Opinion
Crim. No. 815.
November 8, 1921.
APPEAL from a judgment of the Superior Court of Los Angeles County. William P. Cary, Judge, Presiding. Affirmed.
The facts are stated in the opinion of the court.
LeRoy D. Barnett and W. W. Judd for Appellant.
U.S. Webb, Attorney-General, Arthur Keetch, Deputy Attorney-General, and John W. Maltmann for Respondent.
Defendant, who was convicted of the offense defined in section 288 of the Penal Code, namely, the commission of a lewd and lascivious act upon or with the body "of a child under the age of fourteen years, with the intent of arousing . . . lust," etc., appeals from the judgment and from an order denying his motion for a new trial.
At the time of the commission of the offense of which he was convicted, defendant was a man of about twenty-three years of age, and his victim, the complaining witness, was a boy of about twelve years. A discussion of the malodorous facts is not necessary, and in view of the nature of the testimony, no detailed consideration of the evidence will be made. At the request of defendant the court gave certain instructions respecting the necessity of corroboration of the testimony of an accomplice. These instructions were given upon the theory that, in every case of this character, the complaining witness is, of necessity, an accomplice.

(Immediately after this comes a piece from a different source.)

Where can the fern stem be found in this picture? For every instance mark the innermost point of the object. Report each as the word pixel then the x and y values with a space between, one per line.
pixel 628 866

Subsequently the court withdrew all of the instructions that it had given relative to the law of accomplices, and specifically instructed the jury that the complaining witness was not an accomplice. It is of this action on the part of the court that complaint is now made.
[1] Appellant contends that, regardless of the boy's age, the evidence shows him to be an accomplice because of his intelligence, education, and understanding of moral questions, and that, therefore, the court's withdrawal of its instructions upon the law of accomplices and its refusal to instruct the jurors that if they found the child to be an accomplice his testimony would require corroboration to sustain a conviction, constituted a prejudicial error. Without doubt, the testimony of an accomplice is required to be corroborated in order to sustain a conviction. Section 1111 of the Penal Code expressly so provides. But, by an amendment of that section in 1915 (Stats. 1915, p. 760), we now have a legislative definition of an accomplice as "one who is liable to prosecution for the identical offense charged against the defendant on trial in the case in which the testimony of the accomplice is given." The gist of the offense defined by section 288 is that the acts shall be committed upon or with the body "of a child under the age of fourteen years." In the present case the prosecuting witness, a boy of but twelve years, could not be guilty, with this defendant — who was over fourteen years of age — of the defense defined in section 288, for as we have seen, the gist of the offense is that the acts shall be committed upon or with the body of one under the age of fourteen years. It is not necessary to pursue the question further; for it has been expressly decided that there is no statute or rule of law of this state calling for the corroboration of the testimony of the complaining witness in cases of this character, where, as here, the defendant is over the age of fourteen years. ( People v. Raich, 26 Cal.App. 286 [ 146 P. 907]; People v. Troutman, 187 Cal. 313 [ 201 P. 928]. See, also, People v. Thourwald, 46 Cal.App. 261 [ 189 P. 124].)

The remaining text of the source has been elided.